According to the calculations in the study, the closed borders between both the U.S. and Great Britain is causing a significant financial hardship for the nation. From the lack of travel and tourism alone, the British GDP could drop by around $14 billion (£11 billion GBP), with a significant amount of that figure coming by the fourth quarter.

This loss comes from closed borders on both sides, along with a complete lack of air operations. According to the study, published seat capacity is down by 85 percent, with the financial boost from the summer tourist months completely lost.

But tourism isn’t the only air connection to hurt the economy. The study also notes that the U.K. could lose up to $153 billion (£121 billion GBP) in exports to the United States, and over $500 billion (£417 billion GBP) in foreign direct investment.

“This is a stark warning that action is needed immediately to safely open up connections with our key trading partners in the US,” John Holland Kaye, chief executive of London Heathrow Airport (LHR) said in a statement. “PCR testing in private labs, both pre-flight and on arrival, would ensure that there is no risk of importing COVID and could pave the way to a Common International Standard for aviation testing.”

If nothing happens, the leaders of British Airways and Virgin Atlantic say both jobs and the greater economy could be at risk. While British Airways has grounded their Boeing 747 fleet and sold artwork to boost their balance sheet, Virgin Atlantic has taken a private bailout package and announced 1,000 layoffs to keep afloat.

Frustration Grows Over 14-Day Quarantine Requirement

The report is the latest attack from a growing list of Britons who are demanding the government do something to alleviate the 14-day quarantine for arriving passengers from the United Kingdom, and open borders once more. Airlines, British parliamentarians and Airlines for Europe have all demanded the government consider either pre-flight or on-arrival testing as an option to open up lanes between the two nations.

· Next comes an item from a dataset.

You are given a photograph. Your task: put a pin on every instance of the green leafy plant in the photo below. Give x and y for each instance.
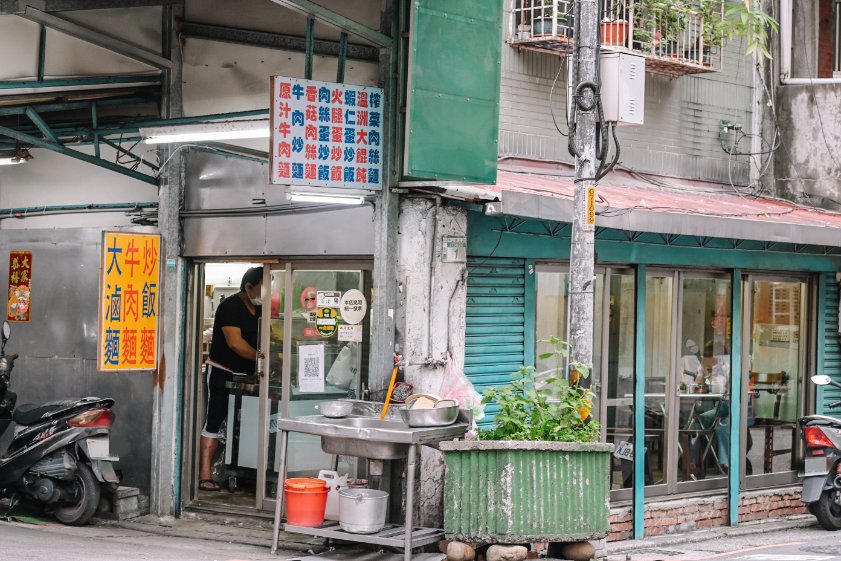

In addition, Sir Richard Branson – founder of Virgin Group – is reportedly one of those who are frustrated. In a call with the British health secretary Matt Hancock, The Telegraph reports Branson “lashed out” at the lack of arrival testing, with some calling the comments “forthright.”

View Comments (2)

2 Comments

  1. DaveS

    September 24, 2020 at 4:21 am

    These travel restrictions are doing far too much damage for the perceived benefit. It is clear here in the UK that COVID cases are still out of control with the restrictions in place. we are going to need the money that travel brings in to recover from the mess that has been created. We need to be able to travel everywhere, not just the US. Though I understand how critical the US is for Virgin and BA.

  2. UncleDude

    September 25, 2020 at 7:44 pm

    The Air Bridge is still virtually 100% in place, with Thousands of seats every day via the AA/BA hubs to over 120 Cities in USA. The main problem is shortage of customers. I flew LHR-DFW last week with only 14 on board a 787.

    Oh and the appalling First Class Catering. If IAG’s Aer Lingus can offer Choice of Full Meals. Selection of Wines in Business Class why cant BA in Premium Classes?